国の調査結果によると、民間ゼロゼロ融資の返済開始のピークは2023年7月から2024年4月と言われています。
「今の状況ではコロナ融資を返済できない」という法人が今後増えてくると予想されています。
しかし、「コロナ借換保証制度を使った同額借換」を利用すれば、据置期間(返済猶予期間)をさらに延ばすことができます。
しかし、「コロナ借換保証制度」に積極的でない金融機関がメインバンクのケースもあります。
今回は、この「コロナ借換保証制度」を使った「他行借換」(肩代わり融資)について解説します。
1. 「コロナ借換保証制度」とは?
「コロナ借換保証制度」とは、一定の要件を満たした中小企業者が、金融機関との対話を通じて「経営行動計画書」を作成したうえで、金融機関による継続的な伴走支援を受けることを条件に、信用保証協会の保証つきのコロナ融資を借り換えることができる制度のことです。
2.「コロナ借換保証制度」を利用した借り換えに消極的な金融機関
先述したとおり、「コロナ借換保証制度」を利用することで、据置期間(返済猶予期間)を延長することができるのですが、この制度を利用した借り換えに消極的な金融機関も見受けられます。
なぜならば、自分のところですでに借りてもらっているコロナ融資をコロナ借換保証制度で借り換えてもらっても金融機関にとって、融資額が増えるわけではないからです。
もちろん、受け取る金利が増えるわけでもありません。それどころかコロナ借換保証制度で借り換えることで、「経営行動計画書」作成サポート、また、年に1度保証協会に「事業計画進捗状況報告書」を提出するという、借り換えしなければ必要のなかった業務が発生します。
忙しい金融機関にとって、コロナ借換保証制度での借換は、メリットがないのです。
3.「コロナ借換保証制度」を利用した「他行借り換え」には対応してくれる
ところが、「他行借り換え」(肩代わり)なら、事情は変わります。なぜなら、肩代わりする金融機関にとっては、融資額が増えます。

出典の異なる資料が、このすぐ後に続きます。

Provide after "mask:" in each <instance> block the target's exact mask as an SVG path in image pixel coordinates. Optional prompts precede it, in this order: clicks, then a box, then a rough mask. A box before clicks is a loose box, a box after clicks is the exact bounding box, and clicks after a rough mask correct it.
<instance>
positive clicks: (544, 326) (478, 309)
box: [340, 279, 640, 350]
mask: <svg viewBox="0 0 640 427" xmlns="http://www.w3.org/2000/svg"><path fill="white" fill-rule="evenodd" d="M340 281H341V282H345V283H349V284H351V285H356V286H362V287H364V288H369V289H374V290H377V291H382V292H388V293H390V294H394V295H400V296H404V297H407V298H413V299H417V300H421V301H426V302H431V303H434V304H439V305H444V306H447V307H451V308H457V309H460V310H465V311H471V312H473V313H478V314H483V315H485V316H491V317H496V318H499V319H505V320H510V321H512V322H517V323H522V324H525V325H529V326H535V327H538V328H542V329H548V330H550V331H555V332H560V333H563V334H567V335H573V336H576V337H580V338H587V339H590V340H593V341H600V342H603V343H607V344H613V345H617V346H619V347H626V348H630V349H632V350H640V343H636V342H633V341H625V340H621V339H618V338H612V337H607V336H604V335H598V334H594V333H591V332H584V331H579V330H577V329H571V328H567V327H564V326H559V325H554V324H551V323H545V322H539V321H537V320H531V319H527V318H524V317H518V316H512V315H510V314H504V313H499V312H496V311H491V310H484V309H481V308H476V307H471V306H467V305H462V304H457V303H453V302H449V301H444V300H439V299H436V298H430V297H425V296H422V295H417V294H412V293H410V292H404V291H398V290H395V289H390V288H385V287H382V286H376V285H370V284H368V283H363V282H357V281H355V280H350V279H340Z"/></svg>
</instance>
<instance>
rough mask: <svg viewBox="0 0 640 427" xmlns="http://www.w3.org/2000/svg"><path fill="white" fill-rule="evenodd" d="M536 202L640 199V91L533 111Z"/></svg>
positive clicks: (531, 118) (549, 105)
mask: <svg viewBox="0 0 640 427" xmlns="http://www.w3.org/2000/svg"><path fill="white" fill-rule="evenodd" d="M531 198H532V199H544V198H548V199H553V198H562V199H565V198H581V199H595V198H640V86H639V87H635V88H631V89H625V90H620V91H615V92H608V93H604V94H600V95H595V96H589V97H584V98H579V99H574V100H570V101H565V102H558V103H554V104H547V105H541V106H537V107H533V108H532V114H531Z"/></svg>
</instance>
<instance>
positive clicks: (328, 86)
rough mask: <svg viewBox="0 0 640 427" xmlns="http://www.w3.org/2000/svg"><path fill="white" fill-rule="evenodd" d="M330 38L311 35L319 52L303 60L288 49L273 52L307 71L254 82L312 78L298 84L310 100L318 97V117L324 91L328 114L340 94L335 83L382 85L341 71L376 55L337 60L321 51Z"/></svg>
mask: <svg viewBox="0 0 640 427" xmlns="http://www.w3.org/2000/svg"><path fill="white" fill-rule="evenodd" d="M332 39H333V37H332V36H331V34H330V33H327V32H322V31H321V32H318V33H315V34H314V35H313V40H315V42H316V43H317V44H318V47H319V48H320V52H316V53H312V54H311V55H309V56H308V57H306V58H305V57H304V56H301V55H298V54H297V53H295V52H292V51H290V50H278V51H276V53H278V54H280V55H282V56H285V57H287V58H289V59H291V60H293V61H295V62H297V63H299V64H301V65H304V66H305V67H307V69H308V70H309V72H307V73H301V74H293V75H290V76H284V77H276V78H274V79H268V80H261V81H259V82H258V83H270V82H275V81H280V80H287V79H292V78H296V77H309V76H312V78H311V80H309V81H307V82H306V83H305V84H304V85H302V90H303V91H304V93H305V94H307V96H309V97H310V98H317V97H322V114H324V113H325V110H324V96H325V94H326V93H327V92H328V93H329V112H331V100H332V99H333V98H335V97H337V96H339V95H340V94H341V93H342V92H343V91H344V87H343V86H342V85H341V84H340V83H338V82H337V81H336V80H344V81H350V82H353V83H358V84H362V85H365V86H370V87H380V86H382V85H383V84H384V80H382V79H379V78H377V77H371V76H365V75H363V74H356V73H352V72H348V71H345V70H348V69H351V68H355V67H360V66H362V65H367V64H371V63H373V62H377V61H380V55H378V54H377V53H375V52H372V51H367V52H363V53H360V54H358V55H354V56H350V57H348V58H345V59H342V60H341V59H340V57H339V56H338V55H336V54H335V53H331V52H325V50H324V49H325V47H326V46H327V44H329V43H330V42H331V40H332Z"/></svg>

また、それに伴って受取利息=収益も増えます。
さらにコロナ借換保証制度の場合、申請する事業者の要件さえそろっていれば、信用保証協会の認可を得やすいのです。稟議書を作成する手間を、ある程度省けます。さらに、100%保証での借り換えとなると、金融機関のリスクもありません。
コロナ借換保証制度を使った「他行借り換え」は金融機関にとって、取引先の財務状況にもよりますが、低リスクで新規先を得られる絶好の機会になります。
4.肩代わりされる金融機関の事前確認は不要
「他行に依頼すると、前の銀行に申し訳ない、言い出しにくい」と躊躇する経営者もいるでしょう。
しかし、心配はいりません。保証協会の保証つき融資を別の金融機関で肩代わりしてもらうことになった場合は、保証協会の認可をとるだけでよく、基本的には肩代わりされる金融機関の「事前確認」は要りません。
いま、信用保証協会の保証つきで、コロナ融資を借りている金融機関が、コロナ借換保証制度を使った同額借換に消極的なら、積極的な金融機関に肩代わりを打診されることをおすすめします。